Dans les conditions physiologiques, la protéine p53 est présente en faible quantité dans la cellule. En effet, lors de sa synthèse dans le cytoplasme, elle est tout de suite prise en charge par la protéine mdm2. Cette dernière est une protéine E3 ligase, qui va charger la protéine p53 avec plusieurs chaînes d’ubiquitine, entraînant sa dégradation dans le protéasome (structure protéique cylindrique contenant des protéases et dont la fonction est de dégrader les protéines dans la cellule).
Lors d’un stress, l’association entre p53 et mdm2 est abolie, p53 peut alors migrer dans le noyau. En effet, la cellule stressée exprime fortement le facteur de transcription E2F1. Ce dernier est capable d’induire la synthèse de la protéine ARF qui peut alors dégrader mdm2, permettant ainsi une stabilisation de p53 et l’augmentation de son taux intracellulaire. Comme tout facteur de transcription, p53 peut se fixer à l’ADN pour pouvoir activer les gènes qu’il active ou réprime, tels que p21, bax, puma. . . Pour cela, p53 doit également être acétylée par la protéine CBP1 . Cette acétylation s’effectue sur les lysines en position 320 et 382, et permet d’augmenter la liaison à l’ADN de p53. Elle peut ainsi se lier à l’ADN et permettre à l’ARN polymérase d’être recrutée sur ses gènes cibles.
On notera que les modifications post-traductionnelles détaillées ici sont loin d’être les seules, p53 est une protéine extrêmement régulée et ses modifications post-traductionnelles sont très complexes.
Choix des gènes cibles
Les gènes cibles sont également nombreux et peuvent varier en fonction de plusieurs paramètres. Ainsi, mdm2 est par exemple un des gènes cibles de p53 ce qui permet d’avoir un rétrocontrôle négatif, en particulier dans la cas où la cellule aurait réussi à réparer les dommages dus au stress. Dans ce cas, l’augmentation du taux de p53 permet à la protéine de sortir du cycle cellulaire afin de réparer les atteintes, et la dégradation de p53 par mdm2 permet un retour à la normale avec la reprise du cycle cellulaire. Les gènes cibles de p53 peuvent cependant être classés en cinq grands groupes car ils interviennent dans cinq types de réponses que sont l’arrêt du cycle cellulaire, la sénescence, l’apoptose, la réparation de l’ADN ou encore la différenciation.

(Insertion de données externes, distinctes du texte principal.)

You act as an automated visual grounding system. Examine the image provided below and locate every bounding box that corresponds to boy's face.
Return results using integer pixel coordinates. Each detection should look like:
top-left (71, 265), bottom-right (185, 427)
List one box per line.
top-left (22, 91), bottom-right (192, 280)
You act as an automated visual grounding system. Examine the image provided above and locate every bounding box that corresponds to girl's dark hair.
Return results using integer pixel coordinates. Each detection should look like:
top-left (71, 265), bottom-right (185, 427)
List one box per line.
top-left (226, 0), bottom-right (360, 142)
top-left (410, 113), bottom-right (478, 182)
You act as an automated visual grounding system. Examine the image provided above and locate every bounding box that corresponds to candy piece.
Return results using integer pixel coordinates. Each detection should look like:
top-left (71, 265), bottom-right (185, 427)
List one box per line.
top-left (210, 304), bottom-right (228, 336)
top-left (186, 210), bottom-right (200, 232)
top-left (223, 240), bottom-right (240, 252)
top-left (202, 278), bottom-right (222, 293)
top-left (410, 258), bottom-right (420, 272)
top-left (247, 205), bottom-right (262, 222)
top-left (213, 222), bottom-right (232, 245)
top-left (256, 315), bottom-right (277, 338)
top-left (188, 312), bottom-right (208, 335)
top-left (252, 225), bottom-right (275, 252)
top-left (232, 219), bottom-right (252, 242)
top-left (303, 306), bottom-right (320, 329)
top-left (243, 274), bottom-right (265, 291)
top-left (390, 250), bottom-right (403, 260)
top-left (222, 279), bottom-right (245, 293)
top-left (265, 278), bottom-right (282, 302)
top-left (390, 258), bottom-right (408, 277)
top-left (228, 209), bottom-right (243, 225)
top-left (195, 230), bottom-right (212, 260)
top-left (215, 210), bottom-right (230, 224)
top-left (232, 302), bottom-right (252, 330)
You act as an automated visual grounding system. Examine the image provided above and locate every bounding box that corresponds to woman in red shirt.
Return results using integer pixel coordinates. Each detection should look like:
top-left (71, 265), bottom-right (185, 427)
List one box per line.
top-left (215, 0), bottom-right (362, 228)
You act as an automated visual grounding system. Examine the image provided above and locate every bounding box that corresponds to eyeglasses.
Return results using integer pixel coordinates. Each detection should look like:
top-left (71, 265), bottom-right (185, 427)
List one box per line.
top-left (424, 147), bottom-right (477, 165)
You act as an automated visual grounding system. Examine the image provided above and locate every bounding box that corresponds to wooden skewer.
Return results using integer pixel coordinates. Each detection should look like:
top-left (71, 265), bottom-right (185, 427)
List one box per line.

L’orientation de p53 vers les uns ou les autres s’effectue selon un mécanisme encore inconnu. Il semblerait que plusieurs facteurs entrent en jeu et notamment l’affinité de la protéine pour les différents promoteurs, le type de cofacteurs qui lui sont associés, ou encore ses modifications post- traductionnelles. Il est très probable que ces trois éléments concourent à la sélection de tel ou tel type de gènes cibles par p53, permettant ainsi à la cellule de s’orienter vers l’une des cinq voies précédemment citées.